Using an educational tool kit developed for the project, a team composed of a Network staff member, a transplant coordinator, and a transplant recipient or physician (as available) conducted in-service training sessions in project intervention facilities during September 1999.  The tool kit was provided to facility staff for future in-service educational use.  Network 5 Transplant Center practice patterns for the previous twelve-month period, and facility-specific transplant statistics were measured using evaluation tools adapted from The Partnership for Organ Donation (#OP3-RMG293W-4 questionnaire).
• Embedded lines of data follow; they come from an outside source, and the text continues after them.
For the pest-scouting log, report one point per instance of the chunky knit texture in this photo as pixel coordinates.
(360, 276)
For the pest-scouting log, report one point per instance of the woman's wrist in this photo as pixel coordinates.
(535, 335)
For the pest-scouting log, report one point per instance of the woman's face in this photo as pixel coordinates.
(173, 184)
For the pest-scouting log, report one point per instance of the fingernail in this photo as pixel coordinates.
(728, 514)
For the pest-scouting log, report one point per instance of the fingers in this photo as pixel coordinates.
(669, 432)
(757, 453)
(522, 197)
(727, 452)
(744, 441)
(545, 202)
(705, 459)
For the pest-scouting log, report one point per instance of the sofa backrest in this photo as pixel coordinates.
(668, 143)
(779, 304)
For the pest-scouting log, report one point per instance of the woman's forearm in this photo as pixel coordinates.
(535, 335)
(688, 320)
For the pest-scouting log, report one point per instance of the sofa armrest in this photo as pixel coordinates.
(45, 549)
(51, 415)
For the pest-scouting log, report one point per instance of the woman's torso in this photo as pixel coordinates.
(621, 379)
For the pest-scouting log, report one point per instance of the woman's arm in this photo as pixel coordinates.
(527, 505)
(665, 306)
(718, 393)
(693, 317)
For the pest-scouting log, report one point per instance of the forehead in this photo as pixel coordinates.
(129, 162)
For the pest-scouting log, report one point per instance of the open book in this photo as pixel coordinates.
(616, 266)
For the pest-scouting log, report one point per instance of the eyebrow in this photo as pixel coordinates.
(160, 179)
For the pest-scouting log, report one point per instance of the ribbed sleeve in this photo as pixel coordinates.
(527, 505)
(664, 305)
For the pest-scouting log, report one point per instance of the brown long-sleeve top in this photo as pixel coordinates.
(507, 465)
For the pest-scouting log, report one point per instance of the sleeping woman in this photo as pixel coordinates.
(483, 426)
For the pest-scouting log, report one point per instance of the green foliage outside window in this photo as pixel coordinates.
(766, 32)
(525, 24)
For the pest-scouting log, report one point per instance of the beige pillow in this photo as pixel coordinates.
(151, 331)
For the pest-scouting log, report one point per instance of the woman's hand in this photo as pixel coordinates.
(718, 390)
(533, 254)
Intermediate Outcome:  MARC conducted preliminary comparison of the 1998 and 1999 Transplant Status Survey in February 2000.   Status 1 designates patients waitlisted for cadaveric transplant, or scheduled for living donor transplant and Status 2 are patients referred for medical evaluation for cadaveric or living donor transplant.  All project intervention facilities showed an increased number of patients with combined status 1 and 2, with a mean increase of 64.5% (range 4.0% to 139.6%).  Control facilities showed an increased number of patients with combined status 1 and 2 at a lower rate (mean percentage of change was 24.4%, with a range from 70.9% to 100.2%).  Documentation of the process used by the control unit with 100.2% change revealed that a significant staff turn over occurred between 1998-1999 resulting in an increased focus on presentation of transplant as a treatment option.

Long Term Outcome:  Final measurement of project indicators will be completed at year-end 2000.  The Transplant Subcommittee remains committed to the theory that increased educational efforts will result in improved patient access to transplant and increased numbers of patients receiving living donor transplant.  December 1999 articles featured in the New England Journal of Medicine again raised concern regarding reduced access to transplant for some patient groups, and raised questions regarding referral trends in non-profit versus for-profit dialysis facilities.  It is the Subcommittee’s hope that a standardized presentation of transplant information will be developed for use on the Network and national levels to facilitate improved patient outcome for the ESRD population.

Addendum March 2001:

Preliminary comparison and analysis of the 2000 Transplant Status Survey were performed by MARC for the 12 Virginia facilities that participated as Intervention and Control units for the Living Donor Kidney Transplant Educational Project.  No statistically significant improvement was demonstrated in the intervention units based on p-value using Chi Square testing.  Comparison of intervention facility data 1998 ­ 2000 showed five of six facilities had an increased number of patients with combined status 1 and 2, with a mean increase of 25.1% (range ­59.2% to 73.4%).  Comparison of control facility data 1998 ­ 2000 showed five of six facilities had an increased number of patients with combined status 1 and 2, with a mean increase of 34.5% (range ­25.9% to 67.7%).  Facility Transplant Questionnaires (12) and Transplant Center Questionnaires (14) will be computerized and compared to baseline project data during April 2001.